By not giving up on nuclear energy cooperation with Russia, which is not subject to sanctions, Hungary is taking a long view. Initially, for purely pragmatic reasons, it opposed the embargo on Russian oil, which would have had a severe impact on its economy. Earlier, Budapest refused to supply arms to Ukraine. It agreed to pay for gas in roubles, all the more so because there was no crime in it, simply that the seller, who had been unprecedentedly and brazenly ripped off, offered such a quite reasonable and unburdening condition. Now, by developing nuclear power, Budapest is laying the groundwork for the future.

It is understood on the banks of the Danube that the current extremely tense situation is not the end of the world.

It is only fierce and irrational politicians who pursue the line that after the “suffering” of Ukrainian democracy the flood may follow. Russia cannot be wiped off the map, no matter how much one wants to, it is as real as Europe, and normal Russian-European cooperation is not so far off in the future, unless, of course, one wants to put all the people in dugouts and trenches.

This cooperation does not require an obsessive policy of containing Russia, arrogance and setting up hunting pits and traps for it in the form of Ukraine. Joint projects are the reality of the future, when the current aggravation will pass and when the same Europe will wake up from the dictates of propaganda and intrigues of Anglo-Saxon politicians who have lost touch with reality and look at the world more objectively, without mythological and Russophobic clichés.

It is clear that the whole current sensible Hungarian position is not easy and far from easy. Pressure, attacks and insults follow. Pressure comes from the States, the EU. Ukraine has previously accused Budapest of wanting a piece of its territory. Accusations of “aiding and abetting” Russia are also heard. The logic is simple: if it does not curse the demonised Moscow, it means it wants to succeed in dividing the Ukrainian pie…

Hungary is pursuing a pragmatic policy, it is saving itself, its face, in the current political storms and is opposing that very Ukrainianization – the confusion of the mind, from which the direct road to Nazism and incitement of hatred. The Hungarians, together with the sensible Serbs, are now the real and reasonable Europe, defying the introduced Russophobic pandemic.

What is also important in this whole story is the consistent position of the Russian side, which never becomes the initiator of aggravation and rupture of relations, nor does it build fences and exclusionary territory around itself. Especially after Finland has broken its contract with Rosatom, one could easily fall into extreme scepticism about any contractual relations with European countries, which easily bend to external diktat.

It is possible to strike a pose, to look at everyone through the prism of an enemy, for which there are many reasons in today’s realities. But this does not happen, Russia keeps its composure, does not indulge in unbridled emotion, and does not frantically shoot back at everyone and everything with counter-sanctions.

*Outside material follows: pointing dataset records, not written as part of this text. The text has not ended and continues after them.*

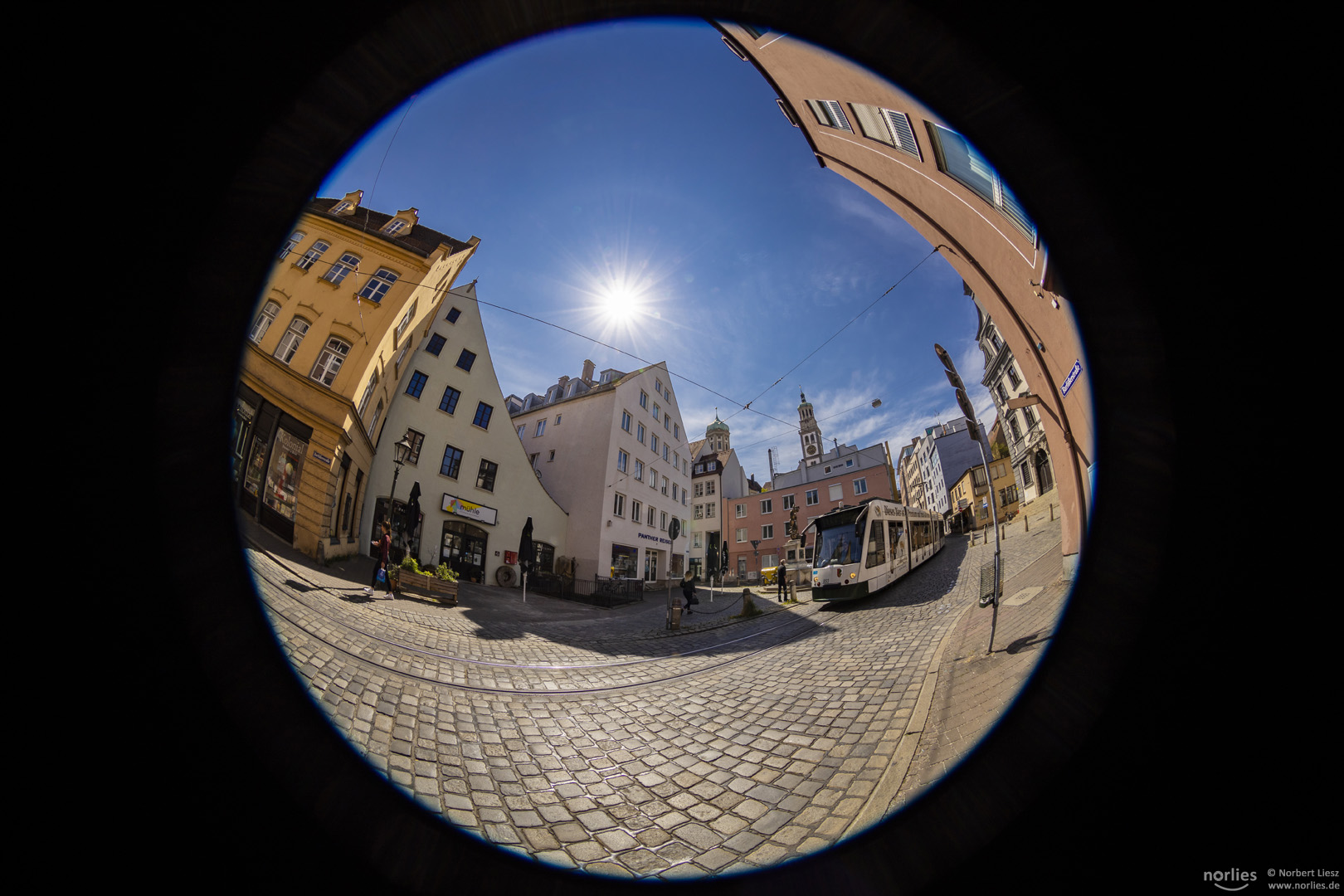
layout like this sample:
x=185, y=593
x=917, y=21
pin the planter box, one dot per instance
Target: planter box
x=427, y=586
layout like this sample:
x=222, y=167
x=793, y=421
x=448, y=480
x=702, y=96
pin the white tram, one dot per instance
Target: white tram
x=860, y=550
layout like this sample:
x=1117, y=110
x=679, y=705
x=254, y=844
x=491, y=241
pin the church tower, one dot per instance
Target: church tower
x=717, y=436
x=810, y=433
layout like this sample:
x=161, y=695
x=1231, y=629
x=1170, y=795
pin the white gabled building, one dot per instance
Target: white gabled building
x=476, y=485
x=613, y=453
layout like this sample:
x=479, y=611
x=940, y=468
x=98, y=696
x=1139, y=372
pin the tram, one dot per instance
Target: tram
x=860, y=550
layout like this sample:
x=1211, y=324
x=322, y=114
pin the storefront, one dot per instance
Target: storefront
x=464, y=544
x=624, y=561
x=269, y=448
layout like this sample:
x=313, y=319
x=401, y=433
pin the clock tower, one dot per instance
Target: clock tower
x=810, y=433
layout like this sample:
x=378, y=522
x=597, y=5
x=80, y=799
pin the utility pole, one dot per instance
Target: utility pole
x=973, y=430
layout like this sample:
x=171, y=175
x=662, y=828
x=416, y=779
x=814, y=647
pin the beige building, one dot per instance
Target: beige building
x=476, y=485
x=613, y=453
x=350, y=295
x=889, y=144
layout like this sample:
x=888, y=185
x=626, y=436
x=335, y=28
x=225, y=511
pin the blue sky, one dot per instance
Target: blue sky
x=645, y=163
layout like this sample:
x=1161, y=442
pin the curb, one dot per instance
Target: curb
x=879, y=801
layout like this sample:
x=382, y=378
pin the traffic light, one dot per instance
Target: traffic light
x=962, y=402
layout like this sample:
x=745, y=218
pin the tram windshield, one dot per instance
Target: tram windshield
x=836, y=544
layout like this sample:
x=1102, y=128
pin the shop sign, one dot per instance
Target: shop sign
x=652, y=538
x=477, y=512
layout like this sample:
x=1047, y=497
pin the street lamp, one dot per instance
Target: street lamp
x=399, y=453
x=973, y=430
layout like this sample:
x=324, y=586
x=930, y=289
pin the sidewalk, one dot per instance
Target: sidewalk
x=973, y=687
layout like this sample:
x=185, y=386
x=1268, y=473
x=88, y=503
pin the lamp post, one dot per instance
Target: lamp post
x=973, y=430
x=399, y=453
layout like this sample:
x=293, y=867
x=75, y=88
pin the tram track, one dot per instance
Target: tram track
x=442, y=668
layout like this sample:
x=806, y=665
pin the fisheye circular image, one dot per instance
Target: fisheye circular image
x=663, y=449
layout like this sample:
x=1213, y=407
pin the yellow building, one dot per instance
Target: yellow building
x=351, y=293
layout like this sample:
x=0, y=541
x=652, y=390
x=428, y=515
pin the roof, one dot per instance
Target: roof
x=420, y=240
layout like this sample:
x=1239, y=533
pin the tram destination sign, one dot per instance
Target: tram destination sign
x=479, y=512
x=1073, y=375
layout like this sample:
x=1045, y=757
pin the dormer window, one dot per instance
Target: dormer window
x=403, y=221
x=378, y=285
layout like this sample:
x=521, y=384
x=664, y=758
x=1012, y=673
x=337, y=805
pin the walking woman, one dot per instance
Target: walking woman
x=382, y=550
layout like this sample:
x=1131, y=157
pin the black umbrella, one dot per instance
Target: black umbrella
x=413, y=512
x=524, y=547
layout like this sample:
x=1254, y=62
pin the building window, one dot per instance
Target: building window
x=264, y=320
x=368, y=394
x=964, y=164
x=452, y=462
x=485, y=479
x=378, y=285
x=290, y=246
x=312, y=256
x=290, y=340
x=340, y=269
x=417, y=440
x=373, y=423
x=329, y=363
x=417, y=384
x=830, y=113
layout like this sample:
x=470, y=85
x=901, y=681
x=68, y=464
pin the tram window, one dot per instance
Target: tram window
x=877, y=544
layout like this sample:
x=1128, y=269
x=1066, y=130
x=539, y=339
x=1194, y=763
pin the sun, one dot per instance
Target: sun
x=620, y=303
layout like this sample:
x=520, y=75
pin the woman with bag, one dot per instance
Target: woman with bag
x=382, y=550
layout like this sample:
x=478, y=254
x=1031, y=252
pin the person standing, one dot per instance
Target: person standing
x=382, y=551
x=689, y=590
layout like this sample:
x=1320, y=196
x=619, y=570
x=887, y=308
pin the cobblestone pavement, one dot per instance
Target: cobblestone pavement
x=600, y=739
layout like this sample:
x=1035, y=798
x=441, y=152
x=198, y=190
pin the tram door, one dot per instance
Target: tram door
x=464, y=551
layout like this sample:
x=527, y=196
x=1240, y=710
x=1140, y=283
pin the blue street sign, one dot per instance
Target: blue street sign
x=1073, y=375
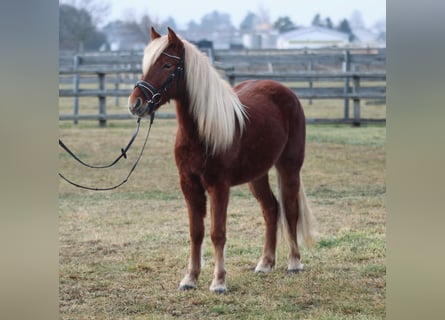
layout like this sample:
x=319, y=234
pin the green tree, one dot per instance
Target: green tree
x=284, y=24
x=346, y=28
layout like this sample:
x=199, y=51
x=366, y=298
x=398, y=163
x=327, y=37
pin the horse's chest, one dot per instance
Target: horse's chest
x=189, y=158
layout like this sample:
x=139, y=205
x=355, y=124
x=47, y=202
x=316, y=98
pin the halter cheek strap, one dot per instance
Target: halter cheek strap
x=152, y=95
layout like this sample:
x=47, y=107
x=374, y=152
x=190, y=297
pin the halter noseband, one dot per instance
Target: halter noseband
x=152, y=95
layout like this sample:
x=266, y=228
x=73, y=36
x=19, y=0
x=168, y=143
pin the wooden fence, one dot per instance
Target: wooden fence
x=121, y=69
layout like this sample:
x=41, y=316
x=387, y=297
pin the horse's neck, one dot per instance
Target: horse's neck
x=186, y=123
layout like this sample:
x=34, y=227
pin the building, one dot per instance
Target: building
x=312, y=37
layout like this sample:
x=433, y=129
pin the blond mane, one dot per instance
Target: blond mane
x=215, y=106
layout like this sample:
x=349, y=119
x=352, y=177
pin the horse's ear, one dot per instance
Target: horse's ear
x=172, y=37
x=154, y=34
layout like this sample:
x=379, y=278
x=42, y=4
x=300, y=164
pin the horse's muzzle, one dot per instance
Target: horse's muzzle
x=139, y=108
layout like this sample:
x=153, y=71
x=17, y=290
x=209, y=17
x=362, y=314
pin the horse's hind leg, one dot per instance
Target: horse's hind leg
x=261, y=190
x=288, y=185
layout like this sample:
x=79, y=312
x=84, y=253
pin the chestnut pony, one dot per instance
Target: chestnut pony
x=227, y=137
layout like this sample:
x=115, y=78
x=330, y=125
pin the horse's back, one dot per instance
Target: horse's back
x=277, y=115
x=267, y=94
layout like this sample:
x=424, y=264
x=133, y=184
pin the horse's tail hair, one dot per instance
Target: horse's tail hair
x=306, y=223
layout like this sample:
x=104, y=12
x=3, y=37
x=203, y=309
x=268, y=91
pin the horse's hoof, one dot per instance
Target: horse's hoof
x=219, y=290
x=262, y=269
x=184, y=287
x=294, y=271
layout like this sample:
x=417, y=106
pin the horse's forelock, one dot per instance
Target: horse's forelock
x=152, y=52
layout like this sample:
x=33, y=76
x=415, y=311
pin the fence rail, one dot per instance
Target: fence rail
x=366, y=81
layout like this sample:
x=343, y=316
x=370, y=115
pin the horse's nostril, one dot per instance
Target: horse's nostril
x=138, y=103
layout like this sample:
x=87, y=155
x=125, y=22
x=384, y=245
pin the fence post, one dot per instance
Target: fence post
x=76, y=81
x=311, y=85
x=346, y=68
x=356, y=99
x=102, y=101
x=116, y=87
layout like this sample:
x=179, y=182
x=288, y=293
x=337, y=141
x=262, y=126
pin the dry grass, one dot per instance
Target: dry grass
x=123, y=253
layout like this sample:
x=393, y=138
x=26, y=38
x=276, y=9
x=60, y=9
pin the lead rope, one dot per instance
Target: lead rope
x=152, y=116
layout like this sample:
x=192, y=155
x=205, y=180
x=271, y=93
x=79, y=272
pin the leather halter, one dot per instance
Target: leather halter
x=153, y=95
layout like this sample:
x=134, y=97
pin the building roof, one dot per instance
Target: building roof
x=312, y=37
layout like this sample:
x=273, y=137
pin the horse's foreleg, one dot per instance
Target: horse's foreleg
x=194, y=195
x=219, y=198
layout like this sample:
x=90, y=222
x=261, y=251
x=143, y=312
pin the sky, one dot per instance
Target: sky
x=301, y=12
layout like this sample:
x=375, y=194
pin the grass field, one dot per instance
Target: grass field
x=123, y=252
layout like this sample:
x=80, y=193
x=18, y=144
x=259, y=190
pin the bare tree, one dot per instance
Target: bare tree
x=98, y=9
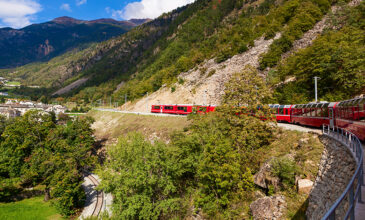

Russia is not an elephant in a china shop who wants to wreak havoc, and then the grass can grow. Our country is just in favour of many sovereign flowers growing and blooming. It is correcting the existing corrupt and crippled world order, which has become a system of servitude, when even European countries have to act against their own interests, if not to dance the hopak to other people’s tune. Russia shows the image of the new world, the new perspectives for which everything is being done, where the main pillar is equal cooperation, rather than subjugation and diktat.

Now it is very easy to break a lot of things, to destroy and redraw everything. There are a lot of people who want to redraw Russia too. One can understand them: all the post-Soviet years have been waiting for it to zero in on itself, accepting it as a natural process and helping it with everything in its power. But those illusions, which turned out to be extremely dangerous, if not cannibalistic, are gradually dissipating. Therefore the more valuable now are constructive things. And Hungary in this regard shows a good example and gives hope for a positive restructuring of Europe itself.